L'atelier
(ou la pièce à matelas)

J’ai grandi dans un atelier.

Mes parents (Sophie et Stephane Vandevivere) tenaient un magasin de meubles à Roncq, un petit village du Nord de la France, situé à 15 minutes de Lille. 

Mon grand-père (Robert Demortier) travaillait dans l’atelier de menuiserie juste derrière le magasin, je passait la plupart de mon temps dans son atelier entouré de toutes ses machines et des odeurs propres à cette passion, tel que celle du vernis qui se dégageait de la pièce de vernissage où il appliquait les finitions des meubles.

Je me souviens encore de cette impressionnante ponceuse à bandes qui semblait n’en plus finir au bout de l’atelier ; de cet intriguant chariot suspendu au dessus de la toupie … Je pourrais citer la scie à ruban avec laquelle mon grand-père m’avait fabriquait cette petite machette en bois afin de pouvoir jouer à l’aventurier, mais aussi une jolie coque en bois pour mon bateau, qu’il avait d’ailleurs terminé sur cette fameuse ponceuse à bandes. Comment ne pas parler de la scie à format qui trônait en plein milieu de l’atelier.

La porte d’entrée de l’atelier se trouvait à côté de la pièce à vernis, donnant sur une allée menant tout droit au magasin, sur la droite de cette allée, une pièce dans laquelle étaient stockés des monts de matelas, ces matelas étant destinés à agrémenter les lits et leurs cadres fabriqués par mon grand-père.

C’est dans cette « pièce à matelas » que j’ai choisi d’installer mon atelier, mon studio de design où j’expérimente et développe mes projets, j’y exploite une multitude de techniques ; Du travail du bois massif à l’impression 3D afin d’exploiter un maximum de possibilités.

Il découle de cette pluridisciplinarité, un atelier en constante évolution, une certaine curiosité et un désir de découvrir de nouvelles techniques de travail. 
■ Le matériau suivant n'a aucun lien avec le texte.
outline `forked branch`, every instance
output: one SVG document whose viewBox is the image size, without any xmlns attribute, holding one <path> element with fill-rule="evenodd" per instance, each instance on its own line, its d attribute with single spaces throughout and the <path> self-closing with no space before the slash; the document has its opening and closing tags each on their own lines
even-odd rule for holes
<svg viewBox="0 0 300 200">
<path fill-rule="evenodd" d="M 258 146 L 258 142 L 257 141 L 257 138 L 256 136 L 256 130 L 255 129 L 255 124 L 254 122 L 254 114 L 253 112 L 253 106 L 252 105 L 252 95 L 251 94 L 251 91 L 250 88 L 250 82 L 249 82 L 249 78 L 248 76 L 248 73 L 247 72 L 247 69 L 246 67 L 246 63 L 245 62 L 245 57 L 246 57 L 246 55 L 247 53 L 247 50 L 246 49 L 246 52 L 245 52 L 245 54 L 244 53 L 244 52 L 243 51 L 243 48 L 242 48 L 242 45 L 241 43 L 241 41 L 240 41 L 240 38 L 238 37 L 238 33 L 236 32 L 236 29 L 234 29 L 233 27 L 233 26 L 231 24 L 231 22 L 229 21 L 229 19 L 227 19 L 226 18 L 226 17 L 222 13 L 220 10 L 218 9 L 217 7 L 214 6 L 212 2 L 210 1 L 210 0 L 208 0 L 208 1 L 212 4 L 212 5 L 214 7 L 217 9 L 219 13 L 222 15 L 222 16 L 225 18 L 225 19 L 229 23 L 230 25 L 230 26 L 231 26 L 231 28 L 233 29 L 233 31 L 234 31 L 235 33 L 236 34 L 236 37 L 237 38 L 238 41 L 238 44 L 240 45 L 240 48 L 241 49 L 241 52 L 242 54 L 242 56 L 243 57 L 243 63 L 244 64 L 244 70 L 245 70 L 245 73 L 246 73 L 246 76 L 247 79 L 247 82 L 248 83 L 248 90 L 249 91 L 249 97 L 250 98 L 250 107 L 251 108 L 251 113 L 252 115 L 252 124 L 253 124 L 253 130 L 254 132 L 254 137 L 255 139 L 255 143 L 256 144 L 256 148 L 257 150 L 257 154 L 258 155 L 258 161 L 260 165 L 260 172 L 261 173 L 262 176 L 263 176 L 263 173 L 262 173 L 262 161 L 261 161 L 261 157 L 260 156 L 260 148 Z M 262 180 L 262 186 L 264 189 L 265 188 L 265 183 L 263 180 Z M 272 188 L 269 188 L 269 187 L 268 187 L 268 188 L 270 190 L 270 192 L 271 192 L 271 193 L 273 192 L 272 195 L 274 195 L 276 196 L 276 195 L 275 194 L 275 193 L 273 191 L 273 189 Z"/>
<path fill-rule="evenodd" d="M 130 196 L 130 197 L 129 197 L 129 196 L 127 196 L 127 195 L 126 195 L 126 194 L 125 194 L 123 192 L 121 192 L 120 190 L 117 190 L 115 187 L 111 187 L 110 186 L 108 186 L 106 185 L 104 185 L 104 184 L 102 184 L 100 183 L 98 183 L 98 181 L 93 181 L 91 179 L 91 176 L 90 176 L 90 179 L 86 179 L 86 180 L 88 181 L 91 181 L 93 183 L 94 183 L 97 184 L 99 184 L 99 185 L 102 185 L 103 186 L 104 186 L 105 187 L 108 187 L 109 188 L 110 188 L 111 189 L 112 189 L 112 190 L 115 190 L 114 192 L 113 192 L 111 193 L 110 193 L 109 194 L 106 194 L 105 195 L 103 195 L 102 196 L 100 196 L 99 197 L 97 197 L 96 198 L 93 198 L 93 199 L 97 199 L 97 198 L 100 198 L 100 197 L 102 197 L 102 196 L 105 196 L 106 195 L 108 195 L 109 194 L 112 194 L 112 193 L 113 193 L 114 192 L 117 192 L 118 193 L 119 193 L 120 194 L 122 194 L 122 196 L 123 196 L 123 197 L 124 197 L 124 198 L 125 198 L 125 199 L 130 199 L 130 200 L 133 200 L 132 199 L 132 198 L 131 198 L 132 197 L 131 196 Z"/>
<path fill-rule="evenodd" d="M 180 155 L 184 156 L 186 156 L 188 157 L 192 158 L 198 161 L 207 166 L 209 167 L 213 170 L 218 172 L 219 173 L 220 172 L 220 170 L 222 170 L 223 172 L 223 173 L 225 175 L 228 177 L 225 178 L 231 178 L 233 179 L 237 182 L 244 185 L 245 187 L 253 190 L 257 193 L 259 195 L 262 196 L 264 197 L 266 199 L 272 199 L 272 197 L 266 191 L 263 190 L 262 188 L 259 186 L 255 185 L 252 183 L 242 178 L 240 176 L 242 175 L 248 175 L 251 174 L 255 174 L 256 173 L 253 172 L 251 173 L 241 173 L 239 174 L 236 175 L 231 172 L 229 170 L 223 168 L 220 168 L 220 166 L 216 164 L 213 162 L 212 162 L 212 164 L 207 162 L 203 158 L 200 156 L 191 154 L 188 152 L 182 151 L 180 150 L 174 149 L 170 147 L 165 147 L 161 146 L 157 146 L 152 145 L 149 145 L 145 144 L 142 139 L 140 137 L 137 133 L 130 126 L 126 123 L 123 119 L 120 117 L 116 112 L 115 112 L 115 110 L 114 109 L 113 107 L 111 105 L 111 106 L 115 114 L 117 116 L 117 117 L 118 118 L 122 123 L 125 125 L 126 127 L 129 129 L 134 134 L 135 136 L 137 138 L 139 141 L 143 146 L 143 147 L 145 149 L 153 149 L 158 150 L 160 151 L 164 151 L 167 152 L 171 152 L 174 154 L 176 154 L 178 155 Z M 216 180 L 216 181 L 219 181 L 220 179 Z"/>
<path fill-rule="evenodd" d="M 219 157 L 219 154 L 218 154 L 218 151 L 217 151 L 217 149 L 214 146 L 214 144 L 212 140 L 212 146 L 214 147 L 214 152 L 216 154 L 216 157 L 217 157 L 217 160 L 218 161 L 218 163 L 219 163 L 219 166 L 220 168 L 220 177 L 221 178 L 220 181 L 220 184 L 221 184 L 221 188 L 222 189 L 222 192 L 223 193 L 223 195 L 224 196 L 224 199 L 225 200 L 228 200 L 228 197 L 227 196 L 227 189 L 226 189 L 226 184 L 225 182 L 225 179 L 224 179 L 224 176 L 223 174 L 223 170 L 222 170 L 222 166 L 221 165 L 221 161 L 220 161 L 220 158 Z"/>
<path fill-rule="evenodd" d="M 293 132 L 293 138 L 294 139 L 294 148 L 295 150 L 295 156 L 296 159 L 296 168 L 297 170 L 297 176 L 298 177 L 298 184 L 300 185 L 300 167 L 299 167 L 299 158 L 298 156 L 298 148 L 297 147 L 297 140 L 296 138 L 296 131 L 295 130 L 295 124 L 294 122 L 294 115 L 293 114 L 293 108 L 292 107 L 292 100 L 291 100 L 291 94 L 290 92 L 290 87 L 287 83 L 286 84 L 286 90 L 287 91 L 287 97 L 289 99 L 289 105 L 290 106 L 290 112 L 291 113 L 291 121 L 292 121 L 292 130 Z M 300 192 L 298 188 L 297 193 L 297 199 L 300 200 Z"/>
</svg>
Ce goût m’a été transmit par l’équipe pédagogique de la section Design de l’Institut Saint Luc où j’ai pu faire mes études durant 6 années, cette équipe composé d’artistes, artisans, designers, créateurs, infographistes mais aussi d’anciens étudiants de la section, ce sont eux qui me permettent aujourd’hui la pratique d’un savoir-faire varié et un sens critique esthétique aiguisé.